10. The computer system of claim 1, wherein the coherent memory fabric supports elastic scaling and federated operation across clusters by dynamically extending the MF-TLP address space, replicating directory entries, and synchronizing model or tensor updates through asynchronous collective replication.

11. A computer-implemented method comprising executing software instructions stored on non-transitory machine-readable storage media for:

generating and transmitting Memory-Fabric Transaction Layer Protocol (MF-TLP) packets across a coherent packet-switched fabric interconnecting compute devices, accelerators, and memory nodes;

processing MF-TLP packets at memory-centric network interface controllers (MC-NICs) that terminate, translate, and execute arithmetic, logical, or tensor operations proximate to target memory;

maintaining fabric-wide cache and tensor coherence by updating sharer records, propagating invalidations or version tokens, and applying lease-based consistency; and

routing and aggregating MF-TLP packets through hierarchical collective topologies providing synchronized reduction, predictive prefetch, and congestion-managed multi-path delivery across racks or clusters.

12. The computer-implemented method of claim 11, further comprising encoding in each MF-TLP packet header an opcode, fabric identifier, vector descriptor, predictive-prefetch directive, tenant identifier, coherence metadata, and transaction identifier defining packet semantics and routing behavior.

13. The computer-implemented method of claim 11, further comprising executing predictive-prefetch operations by collecting telemetry from attention or workload streams, generating speculative MF-TLP reads for anticipated token or tensor ranges, and staging prefetched data in near-memory caches for subsequent use.

14. The computer-implemented method of claim 11, further comprising performing multimodal tensor exchanges wherein embeddings or feature maps produced by one accelerator are written into coherent memory objects and consumed by other accelerators through vectorized MF-TLP transactions without host intervention.

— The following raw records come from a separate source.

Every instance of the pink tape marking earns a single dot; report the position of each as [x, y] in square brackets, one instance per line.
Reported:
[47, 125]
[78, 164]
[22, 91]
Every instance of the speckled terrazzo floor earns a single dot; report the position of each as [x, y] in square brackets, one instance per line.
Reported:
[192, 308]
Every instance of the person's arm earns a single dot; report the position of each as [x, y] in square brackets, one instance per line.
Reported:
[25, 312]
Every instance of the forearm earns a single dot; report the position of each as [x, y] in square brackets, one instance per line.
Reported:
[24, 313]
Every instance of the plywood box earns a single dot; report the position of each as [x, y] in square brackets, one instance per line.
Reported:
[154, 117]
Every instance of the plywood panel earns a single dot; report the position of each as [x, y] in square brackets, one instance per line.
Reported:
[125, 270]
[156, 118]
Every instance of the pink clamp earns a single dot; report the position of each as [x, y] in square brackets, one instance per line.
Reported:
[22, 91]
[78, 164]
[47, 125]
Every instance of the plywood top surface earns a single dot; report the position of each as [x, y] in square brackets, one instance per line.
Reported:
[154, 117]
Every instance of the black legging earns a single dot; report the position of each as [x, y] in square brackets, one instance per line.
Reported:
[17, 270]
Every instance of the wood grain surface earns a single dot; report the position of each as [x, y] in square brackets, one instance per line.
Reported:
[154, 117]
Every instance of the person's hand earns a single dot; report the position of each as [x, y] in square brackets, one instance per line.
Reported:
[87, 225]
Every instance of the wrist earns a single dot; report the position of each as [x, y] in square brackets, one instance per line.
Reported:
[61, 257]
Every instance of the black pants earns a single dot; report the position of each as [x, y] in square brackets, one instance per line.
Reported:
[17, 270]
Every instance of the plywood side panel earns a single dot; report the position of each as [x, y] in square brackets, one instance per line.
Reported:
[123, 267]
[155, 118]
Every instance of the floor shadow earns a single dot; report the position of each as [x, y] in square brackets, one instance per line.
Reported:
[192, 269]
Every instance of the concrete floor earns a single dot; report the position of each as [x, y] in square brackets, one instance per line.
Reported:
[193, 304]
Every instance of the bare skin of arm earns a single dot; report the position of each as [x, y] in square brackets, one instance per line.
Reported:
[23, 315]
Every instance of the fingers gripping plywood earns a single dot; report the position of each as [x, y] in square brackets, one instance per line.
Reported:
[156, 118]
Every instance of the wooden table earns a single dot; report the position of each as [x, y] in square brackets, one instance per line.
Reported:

15. The computer-implemented method of claim 11, further comprising performing collective tensor reductions by aggregating partial tensors received from multiple compute devices through MC-NIC and switch-resident reduction engines executing associative arithmetic operations in the network.

16. The computer-implemented method of claim 11, further comprising applying programmable caching policies within MC-NICs or memory-node controllers, each policy defining promotion, demotion, or eviction behavior responsive to real-time cache-usage telemetry or tenant priority.

17. The computer-implemented method of claim 11, further comprising enforcing tenant-aware quality-of-service policies by reading tenant identifiers and priority weights from MF-TLP headers and adjusting queue scheduling, bandwidth allocation, or cache partitioning accordingly.

18. The computer-implemented method of claim 11, further comprising coordinating hierarchical orchestration among rack-level and global controllers to distribute policy modules, synchronize directory updates, and reconfigure collective trees based on telemetry feedback.

19. The computer-implemented method of claim 11, further comprising performing elastic scaling and federation by dynamically adding or migrating nodes, extending MF-TLP address ranges, and maintaining directory coherence across geographically distributed clusters.

20. The computer implemented method of claim 11, further comprising securing MF-TLP transactions and policy modules through authenticated headers, encrypted payloads, and auditable policy ledgers recorded by orchestration services to ensure integrity, compliance, and traceability across the coherent memory fabric.